September 22, 2024
Business

Maine firm eyes trade with China Searsmont’s Robbins Lumber showcases goods in Shanghai

SEARSMONT – Though China gets plenty of attention for its growing role in producing goods that are shipped worldwide, it is not just manufacturing jobs that are finding their way to the Asian economic powerhouse.

Last week, a local company made the trek to Shanghai, China, where its representatives attended a trade show to find out if it might find more buyers for one of its products.

Robbins Lumber participated in a trade mission led by Maine International Trade Center to an international forestry and woodworking machinery exhibition known as “Woodmac.”

John Benjamin, Robbins’ sales and operations manager for value-added products, said Wednesday the company’spurpose in attending the show was to explore ways of boosting sales of white pine lumber overseas.

“[It went] very well, I think,” he said. “We made a lot of contacts. There seems to be quite a bit of business in white pine.”

According to MITC, its Maine softwood booth offered Chinese-language marketing materials at the show, which ran from June 27-30.

Robbins Lumber employs 125 people and each year manufactures roughly 26 million feet of pine boards, according to Benjamin.

Benjamin said the comparative cost of transporting goods to China is low because so many container ships that come to the United States from Asia make the return trip relatively empty. But still there is fierce competition from other wood suppliers outside China to produce lumber as cheaply as possible, he said.

In 2005 the United States exported $472 million worth of forestry and wood products to China, which is now Maine’s fourth-largest export market behind Canada, Malaysia and Singapore, the trade organization said in a written statement.

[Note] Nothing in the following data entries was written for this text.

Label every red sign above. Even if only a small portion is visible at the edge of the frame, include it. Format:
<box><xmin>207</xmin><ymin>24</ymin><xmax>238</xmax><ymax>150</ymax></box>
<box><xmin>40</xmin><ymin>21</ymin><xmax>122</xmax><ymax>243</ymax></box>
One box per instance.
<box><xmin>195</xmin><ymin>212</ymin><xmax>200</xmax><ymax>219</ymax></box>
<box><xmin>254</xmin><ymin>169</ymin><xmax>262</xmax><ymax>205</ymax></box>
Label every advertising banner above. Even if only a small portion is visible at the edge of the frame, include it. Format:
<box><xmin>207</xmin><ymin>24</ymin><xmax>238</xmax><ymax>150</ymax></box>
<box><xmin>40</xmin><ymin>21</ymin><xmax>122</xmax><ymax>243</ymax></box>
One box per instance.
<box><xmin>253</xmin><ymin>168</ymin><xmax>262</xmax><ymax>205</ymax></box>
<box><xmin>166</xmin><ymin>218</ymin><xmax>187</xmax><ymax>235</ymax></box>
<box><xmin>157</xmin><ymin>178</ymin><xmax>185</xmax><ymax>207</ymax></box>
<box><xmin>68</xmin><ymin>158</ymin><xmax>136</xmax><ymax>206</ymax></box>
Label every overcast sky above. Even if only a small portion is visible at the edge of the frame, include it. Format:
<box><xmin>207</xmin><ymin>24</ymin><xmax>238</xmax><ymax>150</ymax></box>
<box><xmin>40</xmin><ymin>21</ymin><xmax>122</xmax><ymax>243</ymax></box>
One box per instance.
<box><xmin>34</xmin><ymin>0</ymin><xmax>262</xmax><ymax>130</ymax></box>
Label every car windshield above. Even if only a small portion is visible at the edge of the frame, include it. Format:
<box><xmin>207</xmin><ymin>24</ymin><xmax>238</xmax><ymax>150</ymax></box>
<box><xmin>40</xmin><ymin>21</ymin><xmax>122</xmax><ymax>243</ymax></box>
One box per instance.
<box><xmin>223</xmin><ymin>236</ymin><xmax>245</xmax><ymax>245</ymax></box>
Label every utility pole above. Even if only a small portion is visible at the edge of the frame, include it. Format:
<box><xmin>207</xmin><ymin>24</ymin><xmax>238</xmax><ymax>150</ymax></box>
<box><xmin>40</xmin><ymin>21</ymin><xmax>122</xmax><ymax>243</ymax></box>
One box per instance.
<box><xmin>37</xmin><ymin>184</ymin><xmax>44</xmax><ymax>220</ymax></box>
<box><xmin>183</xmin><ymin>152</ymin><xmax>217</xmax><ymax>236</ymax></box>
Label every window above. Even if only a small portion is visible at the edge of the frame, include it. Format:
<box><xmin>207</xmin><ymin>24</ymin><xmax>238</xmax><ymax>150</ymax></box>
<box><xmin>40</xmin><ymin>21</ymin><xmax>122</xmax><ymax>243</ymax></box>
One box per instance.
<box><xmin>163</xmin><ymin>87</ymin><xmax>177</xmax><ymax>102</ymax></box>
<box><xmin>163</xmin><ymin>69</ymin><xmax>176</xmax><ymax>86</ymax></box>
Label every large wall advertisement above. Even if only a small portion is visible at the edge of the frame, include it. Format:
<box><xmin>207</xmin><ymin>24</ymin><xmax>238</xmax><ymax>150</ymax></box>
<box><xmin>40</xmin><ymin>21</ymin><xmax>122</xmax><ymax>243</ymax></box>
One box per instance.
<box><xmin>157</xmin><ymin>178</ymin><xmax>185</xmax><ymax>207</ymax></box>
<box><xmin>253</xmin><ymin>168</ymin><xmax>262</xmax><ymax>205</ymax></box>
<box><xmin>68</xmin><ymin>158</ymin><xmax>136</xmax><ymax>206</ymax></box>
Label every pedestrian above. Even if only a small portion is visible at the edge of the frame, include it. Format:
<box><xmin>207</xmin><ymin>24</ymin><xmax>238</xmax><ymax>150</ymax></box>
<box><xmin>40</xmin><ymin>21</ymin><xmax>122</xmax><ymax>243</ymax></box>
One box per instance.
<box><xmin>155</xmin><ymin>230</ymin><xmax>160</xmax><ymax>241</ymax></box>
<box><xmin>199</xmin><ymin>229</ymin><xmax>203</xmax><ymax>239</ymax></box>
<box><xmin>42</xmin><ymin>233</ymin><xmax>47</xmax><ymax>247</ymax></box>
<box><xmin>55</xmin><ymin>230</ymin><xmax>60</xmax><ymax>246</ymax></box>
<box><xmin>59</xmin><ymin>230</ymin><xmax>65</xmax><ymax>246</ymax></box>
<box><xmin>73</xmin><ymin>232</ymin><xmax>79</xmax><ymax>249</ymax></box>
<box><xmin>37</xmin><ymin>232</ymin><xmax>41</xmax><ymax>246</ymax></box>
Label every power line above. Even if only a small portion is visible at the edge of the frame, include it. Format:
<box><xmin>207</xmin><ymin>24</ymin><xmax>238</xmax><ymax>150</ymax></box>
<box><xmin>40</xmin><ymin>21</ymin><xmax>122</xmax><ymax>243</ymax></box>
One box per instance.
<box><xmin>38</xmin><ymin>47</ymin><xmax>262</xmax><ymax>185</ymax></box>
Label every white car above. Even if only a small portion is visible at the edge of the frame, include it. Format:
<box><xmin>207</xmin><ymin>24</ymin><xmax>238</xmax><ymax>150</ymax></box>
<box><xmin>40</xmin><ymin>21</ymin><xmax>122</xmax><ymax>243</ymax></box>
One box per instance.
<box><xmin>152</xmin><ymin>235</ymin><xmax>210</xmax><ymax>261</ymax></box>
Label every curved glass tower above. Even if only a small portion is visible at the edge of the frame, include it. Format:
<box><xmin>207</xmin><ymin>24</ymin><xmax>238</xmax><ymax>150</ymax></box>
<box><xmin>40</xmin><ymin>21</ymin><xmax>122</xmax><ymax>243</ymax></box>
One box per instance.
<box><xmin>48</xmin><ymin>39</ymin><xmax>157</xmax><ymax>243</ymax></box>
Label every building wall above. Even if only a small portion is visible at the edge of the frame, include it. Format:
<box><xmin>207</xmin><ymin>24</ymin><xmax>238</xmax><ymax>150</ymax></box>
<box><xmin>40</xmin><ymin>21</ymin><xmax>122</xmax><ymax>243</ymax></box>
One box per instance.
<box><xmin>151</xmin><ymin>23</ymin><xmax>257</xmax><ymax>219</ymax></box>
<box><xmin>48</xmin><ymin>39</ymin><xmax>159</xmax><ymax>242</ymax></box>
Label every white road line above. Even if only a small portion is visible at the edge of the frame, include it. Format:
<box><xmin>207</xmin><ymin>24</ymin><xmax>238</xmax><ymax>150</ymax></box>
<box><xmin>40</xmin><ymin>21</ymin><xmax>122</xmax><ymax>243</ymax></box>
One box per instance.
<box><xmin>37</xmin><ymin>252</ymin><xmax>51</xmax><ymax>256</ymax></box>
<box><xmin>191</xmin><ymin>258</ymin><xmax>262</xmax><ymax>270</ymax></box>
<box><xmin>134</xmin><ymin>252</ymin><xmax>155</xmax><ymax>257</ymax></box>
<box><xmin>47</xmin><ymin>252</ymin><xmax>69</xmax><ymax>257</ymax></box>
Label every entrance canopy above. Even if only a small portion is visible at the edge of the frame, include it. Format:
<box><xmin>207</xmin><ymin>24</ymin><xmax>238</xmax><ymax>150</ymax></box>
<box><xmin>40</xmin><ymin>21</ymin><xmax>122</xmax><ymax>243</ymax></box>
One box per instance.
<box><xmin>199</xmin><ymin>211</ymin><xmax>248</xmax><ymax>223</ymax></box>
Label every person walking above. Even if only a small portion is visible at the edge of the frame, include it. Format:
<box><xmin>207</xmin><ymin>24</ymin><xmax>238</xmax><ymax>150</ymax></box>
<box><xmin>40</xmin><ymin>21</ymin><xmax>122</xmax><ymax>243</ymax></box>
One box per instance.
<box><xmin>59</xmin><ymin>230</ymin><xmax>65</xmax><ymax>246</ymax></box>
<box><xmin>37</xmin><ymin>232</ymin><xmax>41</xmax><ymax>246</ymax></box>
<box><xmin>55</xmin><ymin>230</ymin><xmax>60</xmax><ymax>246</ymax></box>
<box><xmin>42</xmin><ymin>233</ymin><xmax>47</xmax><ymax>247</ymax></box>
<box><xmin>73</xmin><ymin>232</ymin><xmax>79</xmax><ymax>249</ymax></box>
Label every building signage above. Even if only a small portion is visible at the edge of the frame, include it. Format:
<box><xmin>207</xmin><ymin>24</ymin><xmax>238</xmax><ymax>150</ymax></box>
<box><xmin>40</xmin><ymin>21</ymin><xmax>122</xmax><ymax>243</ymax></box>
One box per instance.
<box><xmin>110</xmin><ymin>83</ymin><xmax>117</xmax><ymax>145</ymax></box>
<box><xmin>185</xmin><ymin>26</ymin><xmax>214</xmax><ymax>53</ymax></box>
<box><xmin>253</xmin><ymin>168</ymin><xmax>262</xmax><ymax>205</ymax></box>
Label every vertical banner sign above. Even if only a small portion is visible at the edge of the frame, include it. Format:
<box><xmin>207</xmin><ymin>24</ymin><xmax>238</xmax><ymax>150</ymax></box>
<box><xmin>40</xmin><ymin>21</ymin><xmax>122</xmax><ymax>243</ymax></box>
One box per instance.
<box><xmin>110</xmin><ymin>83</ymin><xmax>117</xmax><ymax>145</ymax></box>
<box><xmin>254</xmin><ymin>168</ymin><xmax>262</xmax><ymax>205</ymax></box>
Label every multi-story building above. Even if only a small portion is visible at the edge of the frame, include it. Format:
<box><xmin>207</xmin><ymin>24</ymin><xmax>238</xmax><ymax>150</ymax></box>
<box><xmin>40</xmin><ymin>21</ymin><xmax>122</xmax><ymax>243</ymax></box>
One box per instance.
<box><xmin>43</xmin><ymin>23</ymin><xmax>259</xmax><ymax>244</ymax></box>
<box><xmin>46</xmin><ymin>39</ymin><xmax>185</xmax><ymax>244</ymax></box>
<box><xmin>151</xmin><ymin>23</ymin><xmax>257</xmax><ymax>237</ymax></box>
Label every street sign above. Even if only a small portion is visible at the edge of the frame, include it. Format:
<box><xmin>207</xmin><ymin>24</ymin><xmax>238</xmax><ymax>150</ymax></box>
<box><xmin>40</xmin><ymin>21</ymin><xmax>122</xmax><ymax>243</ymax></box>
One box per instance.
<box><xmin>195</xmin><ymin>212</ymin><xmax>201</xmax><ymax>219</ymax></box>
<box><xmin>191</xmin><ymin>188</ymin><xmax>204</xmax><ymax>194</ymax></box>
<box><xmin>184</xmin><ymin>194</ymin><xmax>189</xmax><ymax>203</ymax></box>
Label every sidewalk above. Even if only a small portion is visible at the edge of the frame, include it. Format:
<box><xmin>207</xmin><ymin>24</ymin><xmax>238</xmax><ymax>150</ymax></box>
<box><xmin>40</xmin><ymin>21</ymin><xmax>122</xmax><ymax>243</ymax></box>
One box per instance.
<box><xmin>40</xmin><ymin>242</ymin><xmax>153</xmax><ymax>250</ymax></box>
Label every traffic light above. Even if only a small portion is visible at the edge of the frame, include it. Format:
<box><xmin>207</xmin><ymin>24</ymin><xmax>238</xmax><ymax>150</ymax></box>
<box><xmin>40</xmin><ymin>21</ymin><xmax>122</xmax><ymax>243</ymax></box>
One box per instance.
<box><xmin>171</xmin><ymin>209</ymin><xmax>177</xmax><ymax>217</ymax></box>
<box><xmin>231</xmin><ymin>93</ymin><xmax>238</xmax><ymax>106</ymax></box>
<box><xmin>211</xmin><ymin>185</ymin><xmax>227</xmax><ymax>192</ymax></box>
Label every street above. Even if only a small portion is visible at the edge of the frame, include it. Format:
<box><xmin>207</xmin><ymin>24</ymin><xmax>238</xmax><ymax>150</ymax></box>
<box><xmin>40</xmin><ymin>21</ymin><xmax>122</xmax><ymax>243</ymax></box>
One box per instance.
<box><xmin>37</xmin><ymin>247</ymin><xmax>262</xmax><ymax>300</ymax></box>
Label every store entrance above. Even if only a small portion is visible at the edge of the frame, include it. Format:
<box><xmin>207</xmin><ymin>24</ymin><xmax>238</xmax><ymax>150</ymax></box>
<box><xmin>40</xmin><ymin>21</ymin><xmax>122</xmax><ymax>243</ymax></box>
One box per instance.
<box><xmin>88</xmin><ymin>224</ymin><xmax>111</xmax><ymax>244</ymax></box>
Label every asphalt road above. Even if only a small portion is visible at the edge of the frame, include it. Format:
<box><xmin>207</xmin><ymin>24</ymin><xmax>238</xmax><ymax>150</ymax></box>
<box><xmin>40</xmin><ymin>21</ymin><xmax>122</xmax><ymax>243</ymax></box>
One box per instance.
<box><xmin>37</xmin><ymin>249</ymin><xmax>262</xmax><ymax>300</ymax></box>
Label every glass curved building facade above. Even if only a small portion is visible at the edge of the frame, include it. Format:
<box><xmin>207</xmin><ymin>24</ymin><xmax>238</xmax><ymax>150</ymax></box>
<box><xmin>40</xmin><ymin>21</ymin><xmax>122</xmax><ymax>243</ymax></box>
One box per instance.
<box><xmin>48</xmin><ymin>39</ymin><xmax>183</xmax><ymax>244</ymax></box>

Maine’s total exports to China have grown more than 300 percent in the past five years.

“The Chinese market is too big to ignore,” Robbins Lumber President Jim Robbins said in the same statement. “[W]e are grateful that the Trade Center provided this opportunity for us to participate in a Maine booth, display products, and meet with buyers and market leaders.”

According to Benjamin, part of the mission included tours of Chinese manufacturing facilities. He said he and other Mainers who went on the mission visited factories where Chinese workers were making furniture, doors, windows and pressure-treated wood.

Besides Benjamin, MITC staff members Stephen Franck and Zeynep Turk, Scott Astle of the Farmington firm Timber Resource Group, and Jeff Porter of the U.S. Department of Commerce went on the trip.

“They’re not using cutting-edge technology over there,” he said. “They don’t have to because their labor is so much cheaper.”

He said the trip helped reinforce the popular prediction that America’s manufacturing future lies in specialty products.

“The more you can do to specialize, and the more you can have shorter lead times [in production], the better off you’ll be,” Benjamin said. “That’s the niche we need to pursue.”

Benjamin said he was surprised to find that some European companies had representatives at the event. He said it is a testament to China’s growing economic power that an American firm and a European firm could potentially strike a deal after having established contact with each other at a major trade show in the Asian country.

“There are a lot of leads to now follow up on,” Benjamin said. “It if keeps going the way it seems to be, then we’ll be back [at next year’s show].”